Correct answer is B. The local host table has higher priority than DNS — it is always checked before any DNS query is sent. By adding ip host R1 192.168.10.1, any command on this router that tries to resolve "R1" is answered instantly from the local table with 192.168.10.1, regardless of what the DNS server says. For the fully qualified name, adding ip host R1.netstuts.local 192.168.10.1 covers both short and FQDN lookups. This is a reliable override mechanism for critical infrastructure — if the DNS server is misconfigured or compromised, the host table ensures critical devices remain reachable by their correct names.

9. debug ip domain output shows: "DNS: sending DNS query "fileserver" to server 192.168.10.53 — DNS: no answer from 192.168.10.53 for "fileserver", retrying "fileserver.netstuts.local" — DNS: no answer from 192.168.10.53 for "fileserver.netstuts.local"." What does this indicate?

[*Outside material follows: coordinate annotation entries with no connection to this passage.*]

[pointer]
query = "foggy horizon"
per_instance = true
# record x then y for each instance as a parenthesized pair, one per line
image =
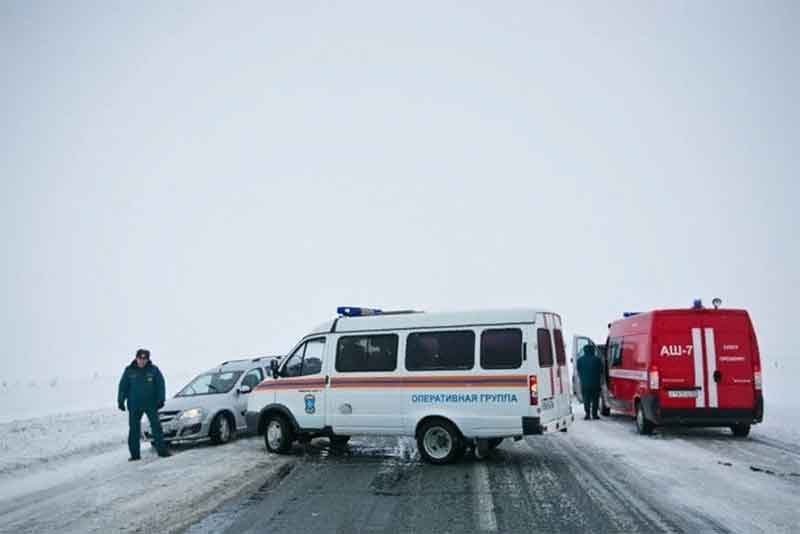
(211, 183)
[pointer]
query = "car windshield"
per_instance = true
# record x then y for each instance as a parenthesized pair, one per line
(211, 383)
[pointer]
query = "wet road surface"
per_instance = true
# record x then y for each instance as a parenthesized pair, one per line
(540, 484)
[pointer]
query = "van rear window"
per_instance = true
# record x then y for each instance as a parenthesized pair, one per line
(544, 342)
(501, 348)
(431, 351)
(561, 356)
(358, 354)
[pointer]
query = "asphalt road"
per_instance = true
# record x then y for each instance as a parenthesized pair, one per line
(539, 484)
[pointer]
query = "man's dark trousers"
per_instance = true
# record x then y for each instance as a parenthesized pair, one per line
(135, 429)
(591, 399)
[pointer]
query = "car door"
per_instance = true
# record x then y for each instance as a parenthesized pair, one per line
(251, 378)
(302, 384)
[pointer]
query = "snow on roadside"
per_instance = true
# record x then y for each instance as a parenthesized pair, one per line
(744, 485)
(104, 492)
(31, 444)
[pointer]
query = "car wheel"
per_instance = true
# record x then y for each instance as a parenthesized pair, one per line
(278, 434)
(221, 430)
(643, 426)
(439, 442)
(741, 430)
(604, 410)
(339, 442)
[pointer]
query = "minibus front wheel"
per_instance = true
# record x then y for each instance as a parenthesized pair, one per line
(278, 434)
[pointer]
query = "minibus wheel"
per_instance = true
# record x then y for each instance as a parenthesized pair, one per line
(220, 431)
(439, 442)
(494, 443)
(278, 434)
(643, 426)
(741, 430)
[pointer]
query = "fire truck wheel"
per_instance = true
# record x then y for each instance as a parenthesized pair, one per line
(741, 430)
(643, 426)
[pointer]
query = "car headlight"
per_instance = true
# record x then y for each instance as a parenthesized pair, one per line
(194, 413)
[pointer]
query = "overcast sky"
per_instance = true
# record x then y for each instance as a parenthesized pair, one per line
(211, 181)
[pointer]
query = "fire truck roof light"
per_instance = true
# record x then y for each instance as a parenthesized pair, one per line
(353, 311)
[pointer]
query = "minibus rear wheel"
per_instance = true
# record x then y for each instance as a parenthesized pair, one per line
(643, 426)
(439, 441)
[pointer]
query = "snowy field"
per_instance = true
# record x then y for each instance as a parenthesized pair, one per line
(63, 464)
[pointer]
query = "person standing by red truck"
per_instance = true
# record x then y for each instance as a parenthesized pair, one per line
(590, 369)
(142, 386)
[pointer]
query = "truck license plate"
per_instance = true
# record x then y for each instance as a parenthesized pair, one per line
(682, 393)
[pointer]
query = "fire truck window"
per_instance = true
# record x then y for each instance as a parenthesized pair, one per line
(501, 348)
(545, 345)
(615, 353)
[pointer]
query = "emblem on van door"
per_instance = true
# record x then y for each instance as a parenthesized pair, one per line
(310, 403)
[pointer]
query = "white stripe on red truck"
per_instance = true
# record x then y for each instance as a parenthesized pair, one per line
(711, 368)
(697, 351)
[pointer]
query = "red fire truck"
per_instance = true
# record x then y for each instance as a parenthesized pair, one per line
(695, 366)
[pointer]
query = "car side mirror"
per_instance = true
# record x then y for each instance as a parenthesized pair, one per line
(273, 366)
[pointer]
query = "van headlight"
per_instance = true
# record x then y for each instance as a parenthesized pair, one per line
(194, 413)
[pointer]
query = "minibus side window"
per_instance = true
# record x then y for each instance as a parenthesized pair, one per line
(430, 351)
(358, 354)
(545, 344)
(306, 360)
(561, 355)
(501, 348)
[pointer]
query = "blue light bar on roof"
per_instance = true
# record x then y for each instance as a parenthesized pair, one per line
(352, 311)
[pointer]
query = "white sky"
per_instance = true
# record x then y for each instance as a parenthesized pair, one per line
(212, 181)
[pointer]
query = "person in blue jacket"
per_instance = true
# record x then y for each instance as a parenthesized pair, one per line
(590, 369)
(142, 386)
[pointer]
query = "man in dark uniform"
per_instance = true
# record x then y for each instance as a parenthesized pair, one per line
(142, 386)
(590, 368)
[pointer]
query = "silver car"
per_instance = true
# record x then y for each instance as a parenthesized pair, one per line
(212, 406)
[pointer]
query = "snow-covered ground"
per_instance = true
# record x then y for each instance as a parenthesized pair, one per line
(63, 450)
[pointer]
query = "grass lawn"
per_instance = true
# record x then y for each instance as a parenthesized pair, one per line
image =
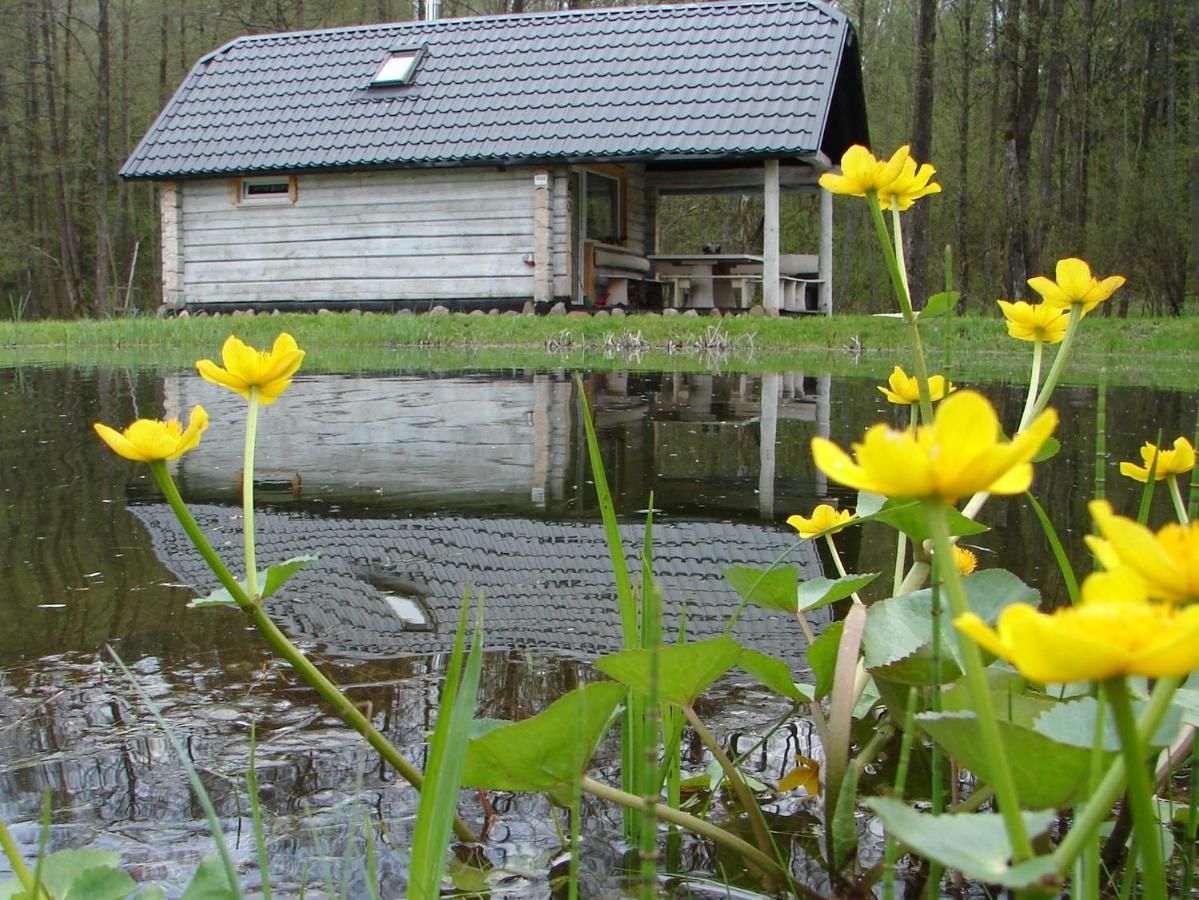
(1139, 351)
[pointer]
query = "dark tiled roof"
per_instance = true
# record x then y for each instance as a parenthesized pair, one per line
(740, 78)
(547, 585)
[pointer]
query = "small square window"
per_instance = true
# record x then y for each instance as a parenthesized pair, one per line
(266, 191)
(397, 68)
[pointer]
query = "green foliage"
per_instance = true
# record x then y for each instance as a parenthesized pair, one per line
(547, 753)
(271, 579)
(685, 670)
(446, 759)
(976, 845)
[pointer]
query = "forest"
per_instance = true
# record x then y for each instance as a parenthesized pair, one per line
(1058, 128)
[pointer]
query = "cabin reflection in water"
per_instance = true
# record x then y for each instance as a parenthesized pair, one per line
(411, 488)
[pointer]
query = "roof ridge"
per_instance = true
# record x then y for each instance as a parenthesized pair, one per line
(596, 12)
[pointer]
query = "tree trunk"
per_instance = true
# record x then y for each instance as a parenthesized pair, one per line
(922, 150)
(103, 289)
(68, 259)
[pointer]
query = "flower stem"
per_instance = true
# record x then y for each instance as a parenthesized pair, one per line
(247, 494)
(896, 266)
(1034, 384)
(1180, 508)
(757, 821)
(698, 826)
(281, 644)
(1000, 774)
(1098, 807)
(1140, 791)
(14, 859)
(838, 565)
(1059, 361)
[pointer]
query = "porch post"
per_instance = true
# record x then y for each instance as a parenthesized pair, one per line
(825, 263)
(170, 213)
(542, 237)
(770, 283)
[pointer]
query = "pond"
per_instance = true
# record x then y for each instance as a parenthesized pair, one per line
(411, 485)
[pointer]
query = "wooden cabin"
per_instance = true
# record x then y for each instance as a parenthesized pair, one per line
(490, 161)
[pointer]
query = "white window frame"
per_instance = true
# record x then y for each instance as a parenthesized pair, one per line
(275, 198)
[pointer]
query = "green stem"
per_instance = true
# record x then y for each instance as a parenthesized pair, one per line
(282, 646)
(838, 565)
(980, 694)
(18, 865)
(247, 494)
(1034, 384)
(1113, 784)
(692, 823)
(757, 821)
(899, 282)
(1180, 508)
(1059, 361)
(1140, 791)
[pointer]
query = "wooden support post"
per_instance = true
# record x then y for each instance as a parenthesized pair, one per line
(170, 213)
(825, 265)
(770, 273)
(542, 239)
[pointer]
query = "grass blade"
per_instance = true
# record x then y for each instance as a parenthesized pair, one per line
(1059, 551)
(193, 777)
(447, 756)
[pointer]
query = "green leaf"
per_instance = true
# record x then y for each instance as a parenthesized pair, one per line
(940, 303)
(823, 657)
(1073, 724)
(210, 881)
(271, 579)
(868, 503)
(821, 591)
(685, 670)
(775, 674)
(771, 589)
(1047, 773)
(277, 574)
(907, 515)
(550, 750)
(901, 628)
(101, 883)
(976, 845)
(1050, 448)
(62, 868)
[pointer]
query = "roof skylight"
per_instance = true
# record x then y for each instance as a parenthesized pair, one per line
(398, 67)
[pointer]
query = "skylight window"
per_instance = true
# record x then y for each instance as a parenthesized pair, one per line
(397, 68)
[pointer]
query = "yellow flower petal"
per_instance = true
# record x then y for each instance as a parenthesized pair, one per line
(151, 440)
(247, 369)
(959, 454)
(824, 519)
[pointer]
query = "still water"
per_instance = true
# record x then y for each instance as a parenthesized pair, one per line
(409, 487)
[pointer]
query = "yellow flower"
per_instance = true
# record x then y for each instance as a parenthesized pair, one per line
(150, 440)
(806, 774)
(1168, 562)
(246, 367)
(1113, 632)
(959, 454)
(903, 388)
(964, 560)
(1042, 321)
(910, 186)
(1173, 461)
(862, 173)
(824, 518)
(1076, 284)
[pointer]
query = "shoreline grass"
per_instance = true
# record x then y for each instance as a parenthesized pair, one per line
(1152, 352)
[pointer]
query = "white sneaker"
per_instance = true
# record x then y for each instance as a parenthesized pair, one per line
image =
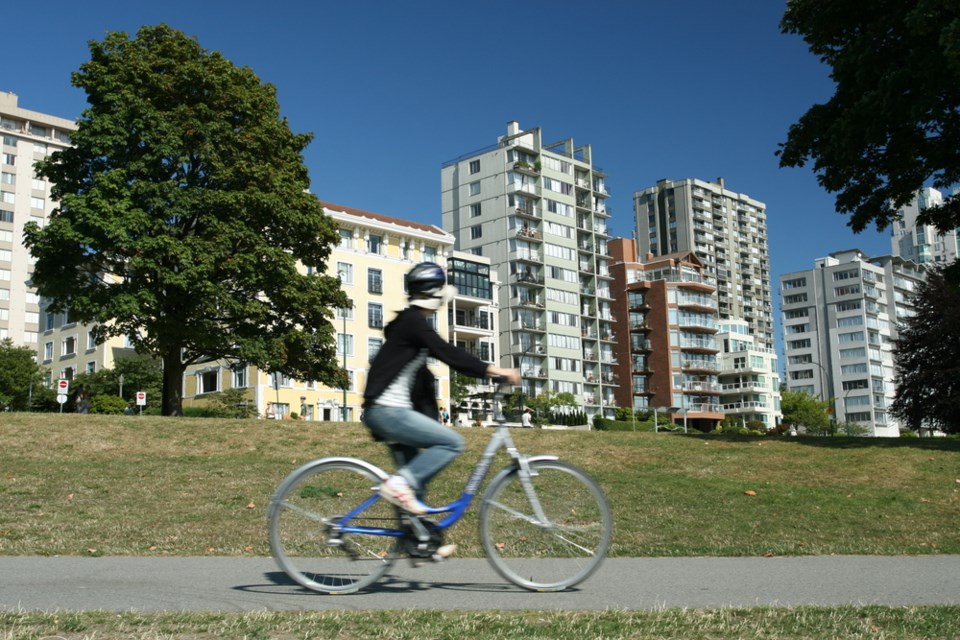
(444, 552)
(396, 490)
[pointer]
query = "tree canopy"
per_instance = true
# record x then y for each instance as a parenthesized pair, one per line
(184, 216)
(801, 409)
(893, 124)
(927, 356)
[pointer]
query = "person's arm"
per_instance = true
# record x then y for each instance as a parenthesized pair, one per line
(510, 375)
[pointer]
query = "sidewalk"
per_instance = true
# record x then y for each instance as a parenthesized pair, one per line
(252, 584)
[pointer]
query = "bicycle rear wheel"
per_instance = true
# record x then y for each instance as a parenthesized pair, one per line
(306, 538)
(552, 555)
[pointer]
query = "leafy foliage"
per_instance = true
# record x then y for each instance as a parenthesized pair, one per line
(184, 216)
(893, 123)
(927, 356)
(803, 410)
(19, 376)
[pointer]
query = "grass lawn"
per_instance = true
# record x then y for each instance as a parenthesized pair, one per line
(131, 485)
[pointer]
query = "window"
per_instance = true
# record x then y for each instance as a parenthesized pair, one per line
(375, 315)
(853, 336)
(373, 347)
(852, 321)
(344, 344)
(208, 381)
(374, 281)
(239, 375)
(345, 272)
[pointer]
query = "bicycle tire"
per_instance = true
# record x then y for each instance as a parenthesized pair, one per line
(303, 517)
(553, 556)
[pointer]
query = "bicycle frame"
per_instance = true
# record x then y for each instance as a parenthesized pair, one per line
(501, 439)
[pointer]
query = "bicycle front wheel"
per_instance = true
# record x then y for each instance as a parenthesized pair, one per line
(552, 549)
(306, 520)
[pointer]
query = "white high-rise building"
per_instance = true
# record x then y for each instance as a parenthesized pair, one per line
(922, 243)
(539, 212)
(726, 230)
(28, 136)
(839, 325)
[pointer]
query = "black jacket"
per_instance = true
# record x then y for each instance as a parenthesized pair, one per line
(407, 336)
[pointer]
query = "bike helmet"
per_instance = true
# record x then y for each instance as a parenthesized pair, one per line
(426, 285)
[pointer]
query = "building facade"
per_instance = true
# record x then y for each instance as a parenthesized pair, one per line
(538, 211)
(374, 254)
(728, 233)
(749, 378)
(28, 136)
(667, 352)
(921, 243)
(839, 323)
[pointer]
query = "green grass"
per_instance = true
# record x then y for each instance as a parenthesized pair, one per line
(146, 486)
(808, 623)
(129, 485)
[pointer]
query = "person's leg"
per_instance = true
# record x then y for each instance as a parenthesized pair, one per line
(439, 445)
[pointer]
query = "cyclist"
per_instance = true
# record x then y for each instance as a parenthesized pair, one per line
(399, 408)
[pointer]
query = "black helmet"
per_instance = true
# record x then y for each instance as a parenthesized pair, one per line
(426, 279)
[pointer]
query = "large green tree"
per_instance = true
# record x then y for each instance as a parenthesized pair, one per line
(801, 409)
(893, 124)
(20, 376)
(183, 214)
(927, 355)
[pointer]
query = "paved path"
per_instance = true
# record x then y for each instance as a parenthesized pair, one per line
(252, 584)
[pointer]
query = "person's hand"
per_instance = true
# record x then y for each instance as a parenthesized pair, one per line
(510, 375)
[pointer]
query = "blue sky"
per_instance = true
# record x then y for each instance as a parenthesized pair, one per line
(679, 89)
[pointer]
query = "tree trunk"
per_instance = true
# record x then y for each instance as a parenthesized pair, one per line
(172, 383)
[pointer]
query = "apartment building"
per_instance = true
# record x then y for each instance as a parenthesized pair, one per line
(28, 136)
(538, 211)
(728, 233)
(666, 346)
(921, 243)
(374, 254)
(839, 324)
(749, 378)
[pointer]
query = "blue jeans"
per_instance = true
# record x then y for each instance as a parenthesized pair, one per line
(422, 446)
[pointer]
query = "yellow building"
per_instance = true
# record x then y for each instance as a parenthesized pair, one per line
(374, 254)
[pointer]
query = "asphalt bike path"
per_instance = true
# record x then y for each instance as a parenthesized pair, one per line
(256, 584)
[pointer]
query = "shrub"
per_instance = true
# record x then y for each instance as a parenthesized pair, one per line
(107, 404)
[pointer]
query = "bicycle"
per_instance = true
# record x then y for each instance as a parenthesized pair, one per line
(545, 525)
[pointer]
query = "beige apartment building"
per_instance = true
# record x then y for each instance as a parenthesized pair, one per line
(374, 254)
(28, 136)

Correct answer is D. The debug output distinguishes between "no answer from server" (server responded but has no record) and a timeout (server did not respond at all). "No answer" means the DNS server received the query, processed it, and replied with NXDOMAIN (no such name) or an empty response. The server is functional and the network path is clear — the problem is that the DNS zone on 192.168.10.53 does not have an A record for "fileserver" or "fileserver.netstuts.local". The fix is on the DNS server side — add the missing A record. To confirm from a workstation, use nslookup or dig against 192.168.10.53 directly. A timeout or unreachable server would show different debug output (no reply received, retrying).

10. Which command provides the most comprehensive single-command view of a Cisco router's complete DNS client configuration including lookup state, domain name, domain search list, and name-server status?

Correct answer is C. show ip dns view is the most complete DNS client status command — it consolidates everything in one output: whether domain lookup is enabled or disabled, the default domain name, the full ordered domain search list, and each configured name-server with its current reachability status (Up/Down) and the timestamp of the last successful response. show hosts shows the host table and cache but not server status. show running-config | include ip name shows configuration text but not live status. show ip dns view is the go-to command for a complete DNS health check on a Cisco IOS device.